El destacado educador Julián de Zubiría Samper, en reciente entrevista, evocaba una apreciación de Gabriel García Márquez, según la cual: “La educación tiene que ser inconforme y reflexiva desde la cuna hasta la tumba”. De ahí que cuando persistimos en enseñar con métodos del pasado para una época que ya no existe, debemos estar dispuestos a enfrentar realidades como la falta de pertinencia y la creciente expresión de muchos jóvenes que se preguntan: ¿estudiar para qué?
Estas manifestaciones no son reacciones súbitas frente al futuro incierto al que se ven abocados los adolescentes. Por el contrario, son el resultado de una sociedad que ha perdido referentes éticos, del impacto desbordado de las redes sociales —que ha debilitado su salud mental— y del desencanto con una educación básica y media que poco les ha aportado; de una incipiente primaria y de un ciclo preescolar inexistente para la gran mayoría de nuestros infantes. Basta con señalar que el 50 % de los estudiantes que presentan la prueba Saber 11 no identifica la idea principal en dos párrafos, y que su comprensión lectora equivale a la de un niño de siete años en países desarrollados.

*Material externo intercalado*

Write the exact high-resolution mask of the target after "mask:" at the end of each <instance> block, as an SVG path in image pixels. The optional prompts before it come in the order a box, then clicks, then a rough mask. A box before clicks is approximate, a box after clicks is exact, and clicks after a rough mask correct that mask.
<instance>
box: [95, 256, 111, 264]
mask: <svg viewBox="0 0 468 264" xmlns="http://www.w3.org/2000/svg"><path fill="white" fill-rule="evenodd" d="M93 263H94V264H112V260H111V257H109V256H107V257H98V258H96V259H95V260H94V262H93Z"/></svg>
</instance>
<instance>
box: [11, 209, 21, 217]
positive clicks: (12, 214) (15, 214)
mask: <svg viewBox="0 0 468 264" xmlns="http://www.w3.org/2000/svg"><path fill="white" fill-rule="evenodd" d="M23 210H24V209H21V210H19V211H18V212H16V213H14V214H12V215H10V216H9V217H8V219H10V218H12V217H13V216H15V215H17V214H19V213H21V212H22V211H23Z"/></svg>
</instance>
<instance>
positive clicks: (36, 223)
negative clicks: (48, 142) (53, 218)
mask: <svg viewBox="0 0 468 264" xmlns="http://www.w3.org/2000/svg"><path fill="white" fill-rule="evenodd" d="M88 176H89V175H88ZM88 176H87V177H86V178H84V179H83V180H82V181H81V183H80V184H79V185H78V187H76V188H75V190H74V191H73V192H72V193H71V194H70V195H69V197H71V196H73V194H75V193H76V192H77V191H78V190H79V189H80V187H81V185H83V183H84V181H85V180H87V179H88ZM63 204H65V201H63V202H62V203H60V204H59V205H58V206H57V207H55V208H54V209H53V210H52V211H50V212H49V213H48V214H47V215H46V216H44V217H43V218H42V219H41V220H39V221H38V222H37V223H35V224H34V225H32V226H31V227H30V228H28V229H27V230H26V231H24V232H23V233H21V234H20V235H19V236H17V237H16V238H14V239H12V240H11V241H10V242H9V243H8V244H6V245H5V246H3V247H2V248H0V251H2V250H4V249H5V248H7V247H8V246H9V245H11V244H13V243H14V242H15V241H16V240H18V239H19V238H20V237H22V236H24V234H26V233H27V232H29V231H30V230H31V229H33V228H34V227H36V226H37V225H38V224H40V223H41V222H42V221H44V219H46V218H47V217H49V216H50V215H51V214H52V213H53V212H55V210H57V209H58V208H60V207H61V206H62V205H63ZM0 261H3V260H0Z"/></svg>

No se ha comprendido la urgencia de transformar la formación docente, renovar los lineamientos curriculares, y fomentar el trabajo en equipo, el arte, la ciencia, la argumentación oral, el pensamiento crítico, la empatía y las competencias éticas. Sin embargo, año tras año esperamos los resultados de las pruebas ICFES de evaluación del conocimiento, anhelando la mejoría que nunca llega, porque continuamos haciendo lo mismo o incluso peor. Parodiando a Lampedusa: “queremos que todo cambie, pero sin cambiar nada”. De Zubiría señala con contundencia: “si tu líder político no tiene una real convicción de la importancia de la educación y no se comporta en consecuencia, debes cambiar de líder”.
Para impulsar el cambio educativo que Colombia necesita, debemos abandonar el sistema de grados y acoger la formación por ciclos de desarrollo. Comprender que el mundo demanda competencias que hoy no se están formando en la escuela. No avanzamos porque hemos dejado de lado las variables fundamentales de la calidad: la formación continua y la evaluación rigurosa de los docentes, y un currículo que, en lugar de transmitir información, forme ciudadanos capaces de pensar críticamente, con autonomía y conciencia ética.
Las expresiones de apatía o desinterés por el estudio no son anecdóticas. Deberían constituir una preocupación nacional. Hoy cobra más vigencia que nunca el proverbio: “Si no estás dispuesto a aprender, nadie te puede ayudar. Si estás dispuesto a aprender, nadie te puede parar”.